U.S. supports Afghanistan outreach to Taliban
ISLAMABAD, Pakistan-U.S. Defense Secretary Robert Gates said Friday the Taliban were part of Afghanistan’s “political fabric,” one of the clearest indications to date of the Obama administration’s willingness to accept the Islamist group playing a potentially central role in Afghanistan’s future.
Mr. Gates, wrapping up a two-day visit to Pakistan’s capital, told reporters here that the U.S. supported the Afghan government’s continuing outreach efforts to the Afghan Taliban.
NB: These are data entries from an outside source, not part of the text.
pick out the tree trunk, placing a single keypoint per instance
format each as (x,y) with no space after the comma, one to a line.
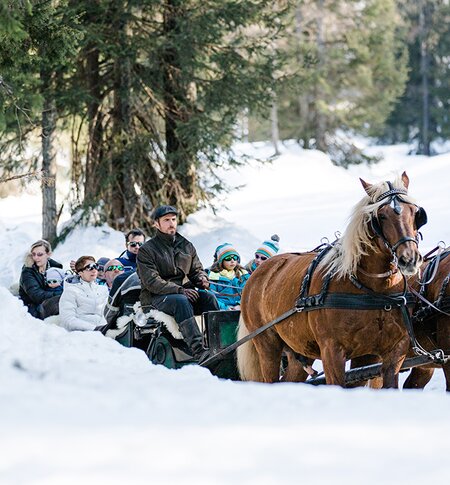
(274,124)
(49,213)
(124,201)
(95,125)
(182,178)
(320,129)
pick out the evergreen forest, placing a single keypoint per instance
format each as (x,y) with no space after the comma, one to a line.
(149,96)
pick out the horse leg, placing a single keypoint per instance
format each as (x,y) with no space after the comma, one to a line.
(376,382)
(269,347)
(446,369)
(294,371)
(418,378)
(333,359)
(390,367)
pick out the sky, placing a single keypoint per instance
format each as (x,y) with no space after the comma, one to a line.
(78,407)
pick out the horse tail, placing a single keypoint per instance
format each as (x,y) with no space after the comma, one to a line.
(247,357)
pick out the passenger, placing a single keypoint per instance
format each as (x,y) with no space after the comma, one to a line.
(170,271)
(263,253)
(125,290)
(113,268)
(82,302)
(55,275)
(101,279)
(227,277)
(134,239)
(40,296)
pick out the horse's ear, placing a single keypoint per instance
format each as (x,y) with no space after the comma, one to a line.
(366,186)
(405,180)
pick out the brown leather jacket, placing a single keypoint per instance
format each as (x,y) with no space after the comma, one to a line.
(165,263)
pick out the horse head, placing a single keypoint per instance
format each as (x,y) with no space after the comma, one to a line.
(395,221)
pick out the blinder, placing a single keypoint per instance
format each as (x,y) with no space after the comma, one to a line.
(421,217)
(394,199)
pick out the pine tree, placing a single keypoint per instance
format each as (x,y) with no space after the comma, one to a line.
(164,83)
(421,115)
(35,55)
(347,70)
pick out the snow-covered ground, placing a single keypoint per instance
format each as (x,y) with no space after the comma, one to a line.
(79,408)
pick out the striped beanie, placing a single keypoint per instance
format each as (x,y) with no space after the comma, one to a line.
(225,250)
(269,248)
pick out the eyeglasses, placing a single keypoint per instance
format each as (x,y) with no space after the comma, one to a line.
(51,282)
(115,267)
(90,267)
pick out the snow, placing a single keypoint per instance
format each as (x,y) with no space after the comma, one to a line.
(78,407)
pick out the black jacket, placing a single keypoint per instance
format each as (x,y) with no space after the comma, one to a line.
(165,263)
(32,287)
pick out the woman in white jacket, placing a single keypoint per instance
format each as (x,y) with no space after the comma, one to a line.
(81,304)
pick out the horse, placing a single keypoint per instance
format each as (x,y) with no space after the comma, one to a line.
(432,328)
(376,253)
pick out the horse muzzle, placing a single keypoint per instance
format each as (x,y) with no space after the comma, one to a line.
(409,262)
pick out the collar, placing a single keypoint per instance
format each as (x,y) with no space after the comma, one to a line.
(166,238)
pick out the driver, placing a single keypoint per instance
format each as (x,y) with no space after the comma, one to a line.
(173,280)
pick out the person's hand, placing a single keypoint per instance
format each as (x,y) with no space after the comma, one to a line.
(204,282)
(191,295)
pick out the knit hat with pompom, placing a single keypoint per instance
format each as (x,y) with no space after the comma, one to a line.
(225,250)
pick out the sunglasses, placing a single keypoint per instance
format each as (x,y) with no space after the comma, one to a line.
(115,267)
(90,267)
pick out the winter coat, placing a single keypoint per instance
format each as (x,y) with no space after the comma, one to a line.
(165,263)
(81,304)
(128,260)
(33,288)
(227,287)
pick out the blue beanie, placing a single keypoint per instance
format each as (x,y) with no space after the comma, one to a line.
(225,250)
(269,248)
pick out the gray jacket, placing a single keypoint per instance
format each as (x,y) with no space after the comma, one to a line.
(165,263)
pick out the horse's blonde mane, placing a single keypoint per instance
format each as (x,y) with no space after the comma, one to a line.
(356,241)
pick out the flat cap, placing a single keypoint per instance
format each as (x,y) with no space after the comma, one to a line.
(163,210)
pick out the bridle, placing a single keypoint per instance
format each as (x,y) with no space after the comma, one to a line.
(393,198)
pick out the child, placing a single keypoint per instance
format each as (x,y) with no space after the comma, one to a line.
(263,253)
(227,277)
Afghan President Hamid Karzai plans to unveil a major new reconciliation initiative that will use hundreds of millions of dollars in foreign donations to offer fighters jobs, educations and security guarantees if they will lay down their weapons.
The American defense chief said that he expected significant numbers of lower-level Taliban fighters to accept the Karzai government’s offer, and held the door open for the Taliban to have a formal role in Afghanistan’s political future if it renounced violence and took other moderating steps.
“The Taliban ... are part of the political fabric of Afghanistan at this point,” he said at a roundtable with Pakistani and American journalists here. “The question is whether they are prepared to play a legitimate role in the political fabric of Afghanistan going forward, meaning participating in elections, meaning not assassinating local officials and killing families.”
U.S. military and civilian officials have made clear before that they accepted that the Taliban would not be fully routed from Afghanistan, regardless of the success of the American-led war effort there. But Mr. Gates’s comments were notable because they appeared to lay out a roadmap of sorts for the Taliban to play a formal political role in Afghanistan down the road.
The comments came as Mr. Gates also worked to deepen Washington’s relationship with Islamabad and bolster Pakistan’s continuing military offensive against the country’s militants.
In a vivid illustration of the expanding ties, Mr. Gates told reporters here Friday that the U.S. had decided to give Pakistan at least a dozen unmanned aerial drones. The Shadow drones, which could be delivered within weeks, will carry cameras and other surveillance equipment but will not be able to fire missiles.
Pakistan has requested American drones for years, and senior U.S. officials signaled months ago that they were amenable to the request. But Mr. Gates’s comments Friday marked the first formal high-level confirmation that the drones would be given to the Pakistanis.